* Passing The Torch To Spangleyman

This story has a surprise ending.

Many people know that I’m a computer hacker. So I’m often asked to help out with various computer issues. Today, I helped Spangleyman set up a WordPress blog. From choosing a domain name to his first post took 3.5 hours. Including 30 minutes for lunch. (I took the day off from work.) That’s pretty quick for a newbie, and it would have been much quicker except for a few roadblocks along the way.

First, we chose a domain name. Yesterday, I had asked Spangleyman to come up with ten good domain names. Today, we picked the best one. (Shorter is better than longer, avoid using others’ trademarks in your domain names, pick domains that are easy to spell, etc.) We registered the chosen domain name with GoDaddy.

Second, we added the domain name to my Verio web hosting account and configured the Apache web server settings. (I prefer GoDaddy for domain name registration, Verio for web hosting.) Verio’s “add domain” feature was temporarily out of service, so that slowed us down a bit. But a quick call to customer support fixed the problem. (Verio’s customer support is great.)

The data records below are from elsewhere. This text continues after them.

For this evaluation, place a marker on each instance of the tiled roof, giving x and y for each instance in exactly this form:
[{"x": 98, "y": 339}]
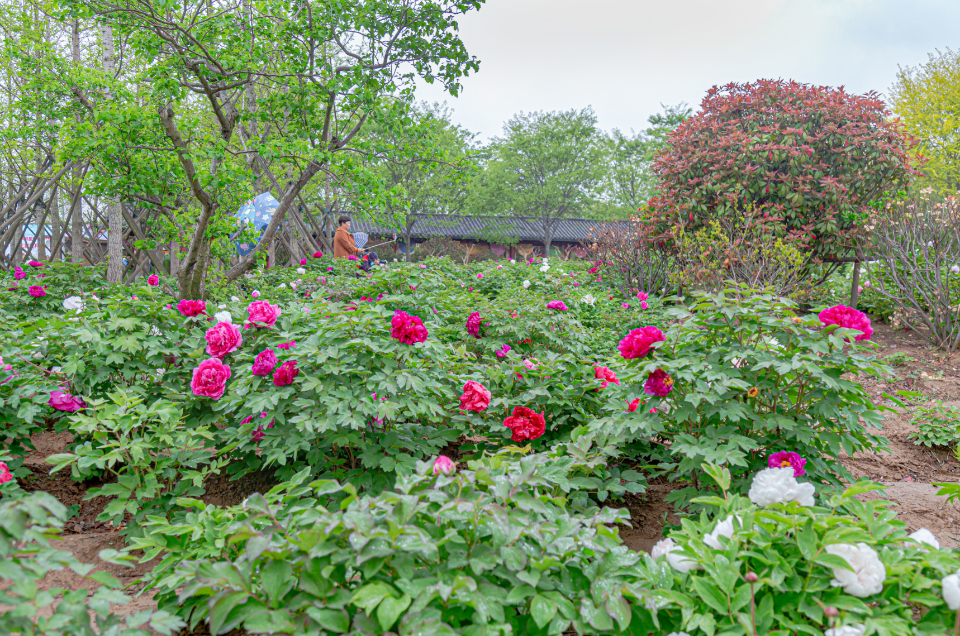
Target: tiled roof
[{"x": 484, "y": 228}]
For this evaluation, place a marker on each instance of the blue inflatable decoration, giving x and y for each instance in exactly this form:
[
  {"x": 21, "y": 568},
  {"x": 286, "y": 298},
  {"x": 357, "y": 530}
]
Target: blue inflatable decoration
[{"x": 255, "y": 213}]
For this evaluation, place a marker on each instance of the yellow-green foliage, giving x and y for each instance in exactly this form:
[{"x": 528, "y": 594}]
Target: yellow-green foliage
[{"x": 927, "y": 100}]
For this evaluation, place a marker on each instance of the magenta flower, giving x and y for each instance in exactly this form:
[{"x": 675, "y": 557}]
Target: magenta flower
[
  {"x": 658, "y": 383},
  {"x": 265, "y": 363},
  {"x": 638, "y": 342},
  {"x": 473, "y": 324},
  {"x": 63, "y": 401},
  {"x": 784, "y": 459},
  {"x": 443, "y": 465},
  {"x": 847, "y": 318},
  {"x": 407, "y": 329},
  {"x": 192, "y": 307},
  {"x": 210, "y": 379}
]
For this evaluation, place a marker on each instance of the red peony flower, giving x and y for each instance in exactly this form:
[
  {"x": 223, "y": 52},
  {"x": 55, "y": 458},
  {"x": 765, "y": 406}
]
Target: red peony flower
[
  {"x": 210, "y": 379},
  {"x": 63, "y": 401},
  {"x": 407, "y": 329},
  {"x": 475, "y": 397},
  {"x": 658, "y": 383},
  {"x": 525, "y": 424},
  {"x": 222, "y": 338},
  {"x": 637, "y": 343},
  {"x": 605, "y": 374},
  {"x": 263, "y": 314},
  {"x": 788, "y": 458},
  {"x": 285, "y": 373},
  {"x": 192, "y": 307},
  {"x": 473, "y": 324},
  {"x": 265, "y": 363},
  {"x": 847, "y": 318}
]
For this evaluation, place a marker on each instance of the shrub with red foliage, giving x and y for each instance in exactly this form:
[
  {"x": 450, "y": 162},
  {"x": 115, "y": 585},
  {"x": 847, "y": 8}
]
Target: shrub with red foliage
[{"x": 811, "y": 158}]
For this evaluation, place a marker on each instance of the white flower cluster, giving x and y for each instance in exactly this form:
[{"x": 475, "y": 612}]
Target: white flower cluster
[
  {"x": 778, "y": 485},
  {"x": 867, "y": 574}
]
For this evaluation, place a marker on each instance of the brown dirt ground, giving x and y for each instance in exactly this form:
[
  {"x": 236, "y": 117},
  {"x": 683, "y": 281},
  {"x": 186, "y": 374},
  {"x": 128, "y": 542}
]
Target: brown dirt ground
[{"x": 908, "y": 471}]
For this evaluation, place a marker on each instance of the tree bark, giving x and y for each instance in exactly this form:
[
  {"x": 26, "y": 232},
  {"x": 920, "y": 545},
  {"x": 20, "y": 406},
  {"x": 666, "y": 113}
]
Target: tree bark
[{"x": 114, "y": 215}]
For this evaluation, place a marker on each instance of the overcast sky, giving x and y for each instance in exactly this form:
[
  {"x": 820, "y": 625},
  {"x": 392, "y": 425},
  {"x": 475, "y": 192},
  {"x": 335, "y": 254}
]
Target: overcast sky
[{"x": 626, "y": 57}]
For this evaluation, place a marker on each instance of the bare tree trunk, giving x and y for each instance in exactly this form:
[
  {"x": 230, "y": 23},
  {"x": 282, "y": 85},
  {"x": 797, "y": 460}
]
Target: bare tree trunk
[
  {"x": 114, "y": 215},
  {"x": 76, "y": 227}
]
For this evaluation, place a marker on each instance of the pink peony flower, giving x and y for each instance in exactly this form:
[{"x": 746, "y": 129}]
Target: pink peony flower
[
  {"x": 210, "y": 379},
  {"x": 473, "y": 324},
  {"x": 475, "y": 397},
  {"x": 658, "y": 383},
  {"x": 265, "y": 363},
  {"x": 63, "y": 401},
  {"x": 407, "y": 329},
  {"x": 222, "y": 338},
  {"x": 285, "y": 373},
  {"x": 525, "y": 424},
  {"x": 605, "y": 374},
  {"x": 443, "y": 465},
  {"x": 637, "y": 343},
  {"x": 263, "y": 314},
  {"x": 848, "y": 319},
  {"x": 784, "y": 459},
  {"x": 192, "y": 307}
]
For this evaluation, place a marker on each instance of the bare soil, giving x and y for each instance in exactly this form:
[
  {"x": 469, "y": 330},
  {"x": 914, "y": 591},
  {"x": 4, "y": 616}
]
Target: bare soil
[{"x": 908, "y": 471}]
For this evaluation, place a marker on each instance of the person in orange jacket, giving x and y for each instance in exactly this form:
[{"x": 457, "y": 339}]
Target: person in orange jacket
[{"x": 343, "y": 245}]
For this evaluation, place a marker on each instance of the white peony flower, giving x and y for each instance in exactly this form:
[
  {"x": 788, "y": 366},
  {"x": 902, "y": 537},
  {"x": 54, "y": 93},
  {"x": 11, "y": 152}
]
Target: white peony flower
[
  {"x": 778, "y": 485},
  {"x": 723, "y": 529},
  {"x": 951, "y": 591},
  {"x": 677, "y": 561},
  {"x": 857, "y": 629},
  {"x": 925, "y": 536},
  {"x": 868, "y": 573}
]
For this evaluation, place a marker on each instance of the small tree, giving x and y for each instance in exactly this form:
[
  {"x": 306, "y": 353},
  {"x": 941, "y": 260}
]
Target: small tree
[{"x": 814, "y": 157}]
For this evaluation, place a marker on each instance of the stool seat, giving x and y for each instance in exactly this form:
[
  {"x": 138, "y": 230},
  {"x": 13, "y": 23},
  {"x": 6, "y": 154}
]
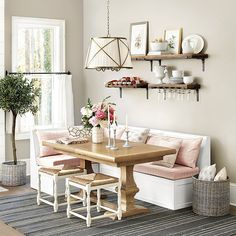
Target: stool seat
[
  {"x": 60, "y": 171},
  {"x": 94, "y": 179}
]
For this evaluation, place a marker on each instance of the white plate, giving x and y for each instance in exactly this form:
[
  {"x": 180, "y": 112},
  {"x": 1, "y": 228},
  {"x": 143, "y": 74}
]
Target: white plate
[{"x": 196, "y": 42}]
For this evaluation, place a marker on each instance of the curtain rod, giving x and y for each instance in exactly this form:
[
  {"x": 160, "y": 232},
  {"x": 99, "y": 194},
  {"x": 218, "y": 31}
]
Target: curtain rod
[{"x": 39, "y": 73}]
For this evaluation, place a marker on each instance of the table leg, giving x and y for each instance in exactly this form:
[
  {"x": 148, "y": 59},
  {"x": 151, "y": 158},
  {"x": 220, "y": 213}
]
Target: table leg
[{"x": 128, "y": 192}]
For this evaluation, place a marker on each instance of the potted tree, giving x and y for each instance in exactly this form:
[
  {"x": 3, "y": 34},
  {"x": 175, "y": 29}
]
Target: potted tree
[{"x": 18, "y": 95}]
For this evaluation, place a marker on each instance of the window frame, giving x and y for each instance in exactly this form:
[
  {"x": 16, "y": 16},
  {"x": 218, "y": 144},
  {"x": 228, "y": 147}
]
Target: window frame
[{"x": 58, "y": 52}]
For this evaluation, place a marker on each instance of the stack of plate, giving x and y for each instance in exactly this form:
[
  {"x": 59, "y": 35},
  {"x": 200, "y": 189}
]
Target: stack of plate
[{"x": 176, "y": 80}]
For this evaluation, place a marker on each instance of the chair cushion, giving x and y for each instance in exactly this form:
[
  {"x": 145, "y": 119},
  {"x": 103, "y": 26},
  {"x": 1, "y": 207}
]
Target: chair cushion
[
  {"x": 60, "y": 171},
  {"x": 56, "y": 160},
  {"x": 44, "y": 135},
  {"x": 177, "y": 172},
  {"x": 168, "y": 160},
  {"x": 95, "y": 179},
  {"x": 189, "y": 152}
]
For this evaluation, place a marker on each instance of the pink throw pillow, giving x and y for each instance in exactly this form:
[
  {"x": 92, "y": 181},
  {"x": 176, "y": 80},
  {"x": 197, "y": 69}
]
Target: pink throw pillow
[
  {"x": 189, "y": 152},
  {"x": 49, "y": 135}
]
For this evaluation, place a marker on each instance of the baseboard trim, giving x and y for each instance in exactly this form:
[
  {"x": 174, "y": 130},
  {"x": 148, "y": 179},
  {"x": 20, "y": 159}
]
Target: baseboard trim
[{"x": 233, "y": 194}]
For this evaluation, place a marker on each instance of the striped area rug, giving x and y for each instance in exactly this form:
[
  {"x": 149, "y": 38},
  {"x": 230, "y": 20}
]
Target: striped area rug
[{"x": 22, "y": 213}]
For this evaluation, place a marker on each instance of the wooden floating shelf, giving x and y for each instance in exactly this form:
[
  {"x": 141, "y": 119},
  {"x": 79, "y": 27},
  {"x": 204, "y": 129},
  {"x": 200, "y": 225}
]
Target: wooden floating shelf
[
  {"x": 147, "y": 86},
  {"x": 159, "y": 58}
]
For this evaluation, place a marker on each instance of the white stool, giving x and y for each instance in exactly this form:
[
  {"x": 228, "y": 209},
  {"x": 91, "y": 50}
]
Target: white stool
[
  {"x": 89, "y": 183},
  {"x": 56, "y": 173}
]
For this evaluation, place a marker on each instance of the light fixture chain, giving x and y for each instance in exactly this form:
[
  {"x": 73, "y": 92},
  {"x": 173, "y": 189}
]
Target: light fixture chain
[{"x": 108, "y": 18}]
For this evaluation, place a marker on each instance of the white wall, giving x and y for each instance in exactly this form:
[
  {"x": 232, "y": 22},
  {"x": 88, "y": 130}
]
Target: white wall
[
  {"x": 2, "y": 116},
  {"x": 215, "y": 114}
]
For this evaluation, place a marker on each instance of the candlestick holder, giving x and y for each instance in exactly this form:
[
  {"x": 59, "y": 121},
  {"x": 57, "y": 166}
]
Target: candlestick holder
[
  {"x": 109, "y": 137},
  {"x": 114, "y": 147},
  {"x": 126, "y": 145}
]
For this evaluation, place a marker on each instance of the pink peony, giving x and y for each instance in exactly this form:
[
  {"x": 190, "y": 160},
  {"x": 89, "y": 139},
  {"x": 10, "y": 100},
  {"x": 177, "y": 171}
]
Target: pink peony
[
  {"x": 100, "y": 115},
  {"x": 93, "y": 121}
]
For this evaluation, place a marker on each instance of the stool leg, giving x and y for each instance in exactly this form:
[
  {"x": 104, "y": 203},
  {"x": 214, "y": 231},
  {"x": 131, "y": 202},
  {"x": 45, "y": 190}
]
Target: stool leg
[
  {"x": 55, "y": 193},
  {"x": 119, "y": 210},
  {"x": 68, "y": 198},
  {"x": 88, "y": 219},
  {"x": 99, "y": 200},
  {"x": 84, "y": 197},
  {"x": 39, "y": 189}
]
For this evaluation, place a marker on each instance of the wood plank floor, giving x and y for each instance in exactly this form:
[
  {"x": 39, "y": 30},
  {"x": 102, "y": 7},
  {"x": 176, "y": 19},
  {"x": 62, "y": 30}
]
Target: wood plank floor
[{"x": 8, "y": 231}]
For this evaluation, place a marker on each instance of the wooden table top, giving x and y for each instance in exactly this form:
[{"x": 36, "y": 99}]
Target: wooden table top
[{"x": 137, "y": 153}]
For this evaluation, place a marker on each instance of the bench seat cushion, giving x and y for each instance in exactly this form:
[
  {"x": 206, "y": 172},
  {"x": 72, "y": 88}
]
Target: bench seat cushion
[
  {"x": 56, "y": 160},
  {"x": 177, "y": 172}
]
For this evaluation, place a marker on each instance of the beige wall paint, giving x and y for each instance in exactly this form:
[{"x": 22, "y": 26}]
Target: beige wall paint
[
  {"x": 215, "y": 114},
  {"x": 72, "y": 12}
]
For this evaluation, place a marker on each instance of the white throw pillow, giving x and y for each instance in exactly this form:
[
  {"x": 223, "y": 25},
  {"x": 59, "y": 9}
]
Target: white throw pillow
[
  {"x": 221, "y": 175},
  {"x": 208, "y": 173},
  {"x": 139, "y": 135}
]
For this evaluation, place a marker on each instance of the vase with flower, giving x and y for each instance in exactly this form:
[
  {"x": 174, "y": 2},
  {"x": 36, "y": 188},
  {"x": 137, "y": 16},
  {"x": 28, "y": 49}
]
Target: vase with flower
[{"x": 95, "y": 117}]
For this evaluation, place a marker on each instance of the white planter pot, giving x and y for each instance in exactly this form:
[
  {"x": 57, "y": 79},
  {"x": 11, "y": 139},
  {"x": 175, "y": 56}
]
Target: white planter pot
[{"x": 97, "y": 135}]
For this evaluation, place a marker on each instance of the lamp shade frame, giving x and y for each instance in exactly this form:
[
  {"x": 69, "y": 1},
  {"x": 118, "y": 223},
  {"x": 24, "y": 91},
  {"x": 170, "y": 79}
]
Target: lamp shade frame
[{"x": 108, "y": 53}]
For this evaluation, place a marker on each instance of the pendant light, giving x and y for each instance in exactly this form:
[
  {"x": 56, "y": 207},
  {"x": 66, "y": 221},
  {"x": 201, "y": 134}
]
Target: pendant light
[{"x": 108, "y": 53}]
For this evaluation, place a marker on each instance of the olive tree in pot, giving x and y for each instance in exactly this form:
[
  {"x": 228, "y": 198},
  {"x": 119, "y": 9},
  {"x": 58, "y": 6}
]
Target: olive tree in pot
[{"x": 18, "y": 95}]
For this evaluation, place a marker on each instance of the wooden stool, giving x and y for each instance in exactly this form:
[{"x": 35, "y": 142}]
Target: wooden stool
[
  {"x": 89, "y": 183},
  {"x": 56, "y": 173}
]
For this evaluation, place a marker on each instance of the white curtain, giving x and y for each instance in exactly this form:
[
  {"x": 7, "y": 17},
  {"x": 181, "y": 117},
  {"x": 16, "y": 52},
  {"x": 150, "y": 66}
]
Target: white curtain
[
  {"x": 62, "y": 107},
  {"x": 62, "y": 101}
]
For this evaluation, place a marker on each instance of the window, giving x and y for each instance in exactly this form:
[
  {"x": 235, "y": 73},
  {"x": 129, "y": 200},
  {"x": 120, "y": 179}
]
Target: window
[{"x": 38, "y": 45}]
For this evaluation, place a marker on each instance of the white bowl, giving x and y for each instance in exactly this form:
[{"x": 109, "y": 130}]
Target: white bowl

Third, we followed the five-minute WordPress install. This part took about two hours. We ran into a major problem with MySQL. We could not access MySQL from the command line, but the server was running (as evidenced by my other MySQL-poweerd blogs running fine). When we tried to administer MySQL from a GUI (the Webmin module), MySQL reported that it was not running. Other flakey behavior followed. So we ended up uninstalling and then reinstalling MySQL 4.1, which fixed everything. I walked Spangleyman through all of this step-by-step, and he did everything. It was a good learning experience.

Fourth, we tweaked some WordPress options and Spangleyman created his first post.

I did some of the driving (such as editing the “httpd.conf” Apache config file with Emacs), but Spangleyman did most of the driving while I navigated. He asked lots of good questions and learned a lot. I believe that the student will learn a lot more about computers if the student (not the teacher) operates the keyboard and mouse.

Truth be told, today was not Spangleyman’s not first blog post. He’s had a blog since April 2004. A blog shared with his older brother Sam and younger sister Sonja. Here’s a screen shot of Spangleyman’s first post:

Spangleyman is my son Ben. Ben is 11 years old and just started 6th grade. Today, I saw the future.